Thee Mr. Duran Show is a variety television show. The show is hosted by Richard Duran, and currently films at the LVTV Channel 3 Studio on the campus of the University of La Verne in La Verne, California. Episodes premiere live online at the show's official website, in addition to airing on Public-access television cable TV Channel 3 in the La Verne and San Dimas area, in select viewing areas on Time Warner Cable. The show originally debuted at East L.A. Community Television (formerly Buenavision Cable) in November 2000, before relocating to KCAT in March 2004, whose studio was located on the campus of Glen A. Wilson High School. Thee Mr. Duran Show made its debut on LVTV in October 2009, following the closing of the KCAT Television operations in March 2009. Thee Mr. Duran Show routinely features one live band, performing for approximately 30 minutes, and one to two speaking guests. The use of "Thee" in the title is an homage to the 1960s Chicano rock bands out of East L.A., where Duran grew up, such as Thee Midniters.

==Notable guests==
Throughout its run, Thee Mr. Duran Show has had in-studio guests such as comedian George Lopez, Los Angeles mayor Antonio Villaraigosa, actor Danny Trejo, professional boxer Mia St. John, KTTV journalist Tony Valdez, Operation Repo host Luis 'Lou' Pizarro, and radio personalities Art Laboe and Huggie Boy.
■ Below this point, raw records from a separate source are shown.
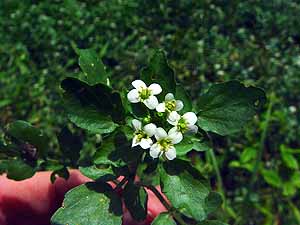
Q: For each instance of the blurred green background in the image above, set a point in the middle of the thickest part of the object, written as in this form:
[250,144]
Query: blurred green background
[257,42]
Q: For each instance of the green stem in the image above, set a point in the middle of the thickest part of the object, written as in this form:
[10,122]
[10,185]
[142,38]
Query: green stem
[176,215]
[262,142]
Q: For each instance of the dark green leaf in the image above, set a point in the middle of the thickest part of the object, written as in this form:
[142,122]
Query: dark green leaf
[88,117]
[272,178]
[182,95]
[226,107]
[213,201]
[248,154]
[92,66]
[186,193]
[70,144]
[31,141]
[160,72]
[90,203]
[19,170]
[63,172]
[163,219]
[100,172]
[136,198]
[212,222]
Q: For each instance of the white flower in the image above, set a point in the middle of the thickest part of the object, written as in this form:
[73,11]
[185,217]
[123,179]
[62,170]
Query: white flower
[165,144]
[170,104]
[144,94]
[142,135]
[183,124]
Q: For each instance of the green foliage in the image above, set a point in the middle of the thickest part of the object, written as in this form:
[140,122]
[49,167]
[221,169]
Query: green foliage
[226,107]
[163,219]
[100,205]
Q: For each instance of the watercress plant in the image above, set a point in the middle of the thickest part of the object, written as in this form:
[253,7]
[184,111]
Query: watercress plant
[147,131]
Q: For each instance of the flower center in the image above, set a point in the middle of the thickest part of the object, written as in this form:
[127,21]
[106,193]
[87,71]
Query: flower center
[182,126]
[170,105]
[165,144]
[140,135]
[144,93]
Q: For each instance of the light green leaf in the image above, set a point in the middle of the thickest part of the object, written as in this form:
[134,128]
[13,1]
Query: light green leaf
[160,72]
[226,107]
[90,203]
[136,200]
[92,66]
[163,219]
[19,170]
[272,178]
[289,160]
[186,193]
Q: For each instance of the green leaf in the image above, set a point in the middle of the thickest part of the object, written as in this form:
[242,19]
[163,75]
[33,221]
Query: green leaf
[212,222]
[19,170]
[272,178]
[70,145]
[31,141]
[98,172]
[248,154]
[226,107]
[159,71]
[63,172]
[90,203]
[182,95]
[184,146]
[117,150]
[288,189]
[289,160]
[163,219]
[186,193]
[136,199]
[95,108]
[92,66]
[213,201]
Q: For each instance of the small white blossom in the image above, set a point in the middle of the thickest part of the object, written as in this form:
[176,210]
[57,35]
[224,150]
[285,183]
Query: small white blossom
[144,94]
[142,135]
[183,124]
[165,144]
[170,104]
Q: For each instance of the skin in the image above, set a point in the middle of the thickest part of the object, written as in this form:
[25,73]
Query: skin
[33,201]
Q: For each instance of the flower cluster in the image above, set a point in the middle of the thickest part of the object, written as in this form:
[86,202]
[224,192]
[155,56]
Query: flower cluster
[156,138]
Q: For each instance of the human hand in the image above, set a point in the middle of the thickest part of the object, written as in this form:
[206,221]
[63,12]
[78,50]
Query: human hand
[33,201]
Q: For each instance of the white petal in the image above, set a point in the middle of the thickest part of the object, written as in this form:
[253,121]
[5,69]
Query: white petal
[146,143]
[190,118]
[150,129]
[175,137]
[160,133]
[155,150]
[151,102]
[179,105]
[155,89]
[137,125]
[171,153]
[133,96]
[173,118]
[192,129]
[161,107]
[138,84]
[169,97]
[135,142]
[172,130]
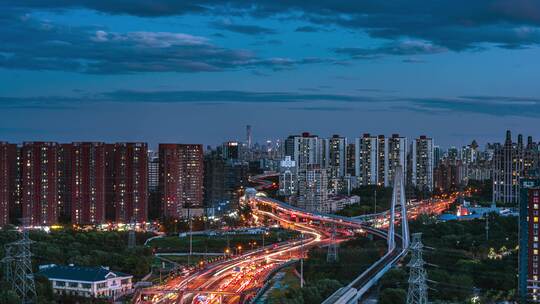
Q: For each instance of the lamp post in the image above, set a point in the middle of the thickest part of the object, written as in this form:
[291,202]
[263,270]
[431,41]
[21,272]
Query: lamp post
[302,260]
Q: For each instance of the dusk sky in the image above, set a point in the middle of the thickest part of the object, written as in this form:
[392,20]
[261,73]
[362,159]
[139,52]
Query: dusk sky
[199,71]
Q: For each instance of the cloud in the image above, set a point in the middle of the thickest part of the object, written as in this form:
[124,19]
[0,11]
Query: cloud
[489,105]
[413,60]
[33,44]
[454,24]
[401,48]
[308,29]
[486,105]
[246,29]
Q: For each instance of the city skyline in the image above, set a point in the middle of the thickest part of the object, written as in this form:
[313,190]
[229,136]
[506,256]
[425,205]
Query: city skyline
[150,72]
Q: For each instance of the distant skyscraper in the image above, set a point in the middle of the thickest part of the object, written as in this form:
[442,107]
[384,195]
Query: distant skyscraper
[366,159]
[529,232]
[181,178]
[313,188]
[437,156]
[248,136]
[231,150]
[422,163]
[87,183]
[39,183]
[223,180]
[287,177]
[128,181]
[8,179]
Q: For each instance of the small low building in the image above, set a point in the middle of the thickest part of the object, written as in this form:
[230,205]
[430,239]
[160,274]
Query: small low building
[90,282]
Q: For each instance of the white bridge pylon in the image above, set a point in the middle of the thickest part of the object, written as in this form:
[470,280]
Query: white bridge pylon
[398,199]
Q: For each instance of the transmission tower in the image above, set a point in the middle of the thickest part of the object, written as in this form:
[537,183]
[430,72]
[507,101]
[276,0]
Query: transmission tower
[417,293]
[18,266]
[131,235]
[332,255]
[398,200]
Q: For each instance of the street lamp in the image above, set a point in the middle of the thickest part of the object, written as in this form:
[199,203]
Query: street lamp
[264,235]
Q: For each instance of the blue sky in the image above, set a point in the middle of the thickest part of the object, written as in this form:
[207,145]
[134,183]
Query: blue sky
[199,71]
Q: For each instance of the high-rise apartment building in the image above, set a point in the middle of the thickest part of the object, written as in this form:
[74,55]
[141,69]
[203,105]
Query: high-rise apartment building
[507,170]
[422,163]
[181,178]
[127,171]
[529,243]
[366,159]
[396,158]
[88,180]
[39,183]
[313,189]
[8,180]
[336,156]
[64,182]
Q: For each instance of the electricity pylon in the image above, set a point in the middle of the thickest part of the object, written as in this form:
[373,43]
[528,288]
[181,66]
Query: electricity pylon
[332,255]
[398,200]
[18,266]
[417,293]
[131,235]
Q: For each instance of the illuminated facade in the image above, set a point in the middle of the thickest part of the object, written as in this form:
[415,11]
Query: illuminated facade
[366,159]
[313,189]
[180,178]
[127,185]
[529,233]
[8,179]
[507,169]
[422,163]
[87,183]
[39,183]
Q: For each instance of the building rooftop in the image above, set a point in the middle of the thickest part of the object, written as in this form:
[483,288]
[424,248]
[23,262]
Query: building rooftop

Some of the show's notable musical guests have included Lonnie Jordan of War, Brenton Wood, Thee Midniters, Tierra, Charles Wright & the Watts 103rd Street Rhythm Band, Redbone, American Idol Season 8 finalist Allison Iraheta, Klymaxx featuring guitarist Cheryl Cooley, and Cannibal and the Headhunters.

The show has also filmed interviews on location with actors Ana Ortiz, Mark Indelicato, Constance Marie, musicians Lalo Guerrero, Freddy Fender, Los Lobos, Malo, Ozomatli, El Chicano, Joe Bataan, Debbie Deb, Sheila E and athletes Oscar De La Hoya and Fernando Vargas.

==Achievements==
Thee Mr. Duran Show has received a number of notable achievements, including being a finalist for the 2006 Western Video Excellence Awards in the Entertainment/Non-Pro category. The show has also been profiled in a 2006 Los Angeles Times article and a KCOP evening news feature. Mr. Duran has also been invited to audition for a 2004 VH1 television pilot and to set of ABC's George Lopez at Warner Bros. studios in Burbank, CA. Duran has also been invited to speak at numerous functions for his alma mater (1972), James A. Garfield High School.